Is Carotid Intima-Media Thickness Useful in Predicting Renal Insufficiency in Asymptomatic Hypertensive Patients Attending a Tertiary Hospital in Nigeria?

Norbert Ndubuisi Unamba



Intima-media thickness of the carotid artery wall (CIMT) is a strong predictor of cardiovascular disease (CVD). The aim of this study was to investigate the association between CIMT and renal insufficiency as determined by the estimated glomerular filtration rate (eGFR), as well as determine the ability of CIMT to predict the presence of covert renal insufficiency in hypertensive Nigerian adults.

Two hundred and sixteen participants took part in the study, comprising of 72 hypertensive patients on antihypertensive medication (treated), 72 newly-diagnosed patients, and 72 apparently healthy, normotensive subjects.  The eGFR was determined from serum creatinine using the Cockroft-Gault formula, while the CIMT was determined by carotid ultrasonography.

There was no significant difference in the mean age of the study population (p=0.073). CKD was found more in patients with increased CIMT (33.5%), than in those with normal CIMT (6.5%) (x2=12.170, p<0.0001). CKD was also most prevalent in the untreated hypertensive patients than in any of the other groups (x2=15.022, p=0.011).

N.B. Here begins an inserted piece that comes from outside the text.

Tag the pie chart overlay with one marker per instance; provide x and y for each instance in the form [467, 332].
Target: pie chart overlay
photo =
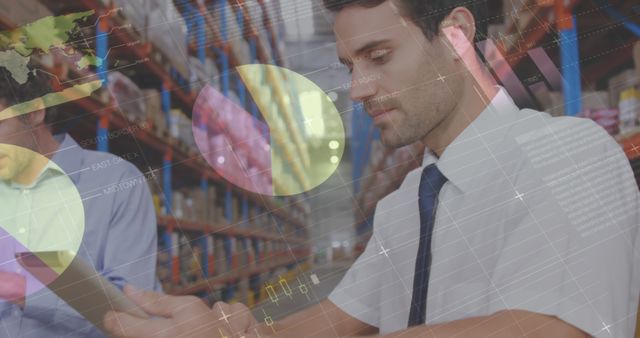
[292, 143]
[36, 218]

Patients with increased CIMT suffered from a lower glomerular filtration rate (p<0.0001). The decline in eGFR with increasing CIMT had a significant inverse correlation in the untreated group (r=-0.391, p=0.013). The predictability of renal insufficiency by CIMT determined using the Receiver Operating Characteristics (ROC) curve, showed an area under the curve (AUC) of 0.807 (95% CI: 0.708-0.907) (p<0.0001).

CIMT is a strong and independent predictor of renal insufficiency in the untreated hypertensive adult Nigerian patients and should be considered a valuable tool for cardiovascular risk stratification in this population group.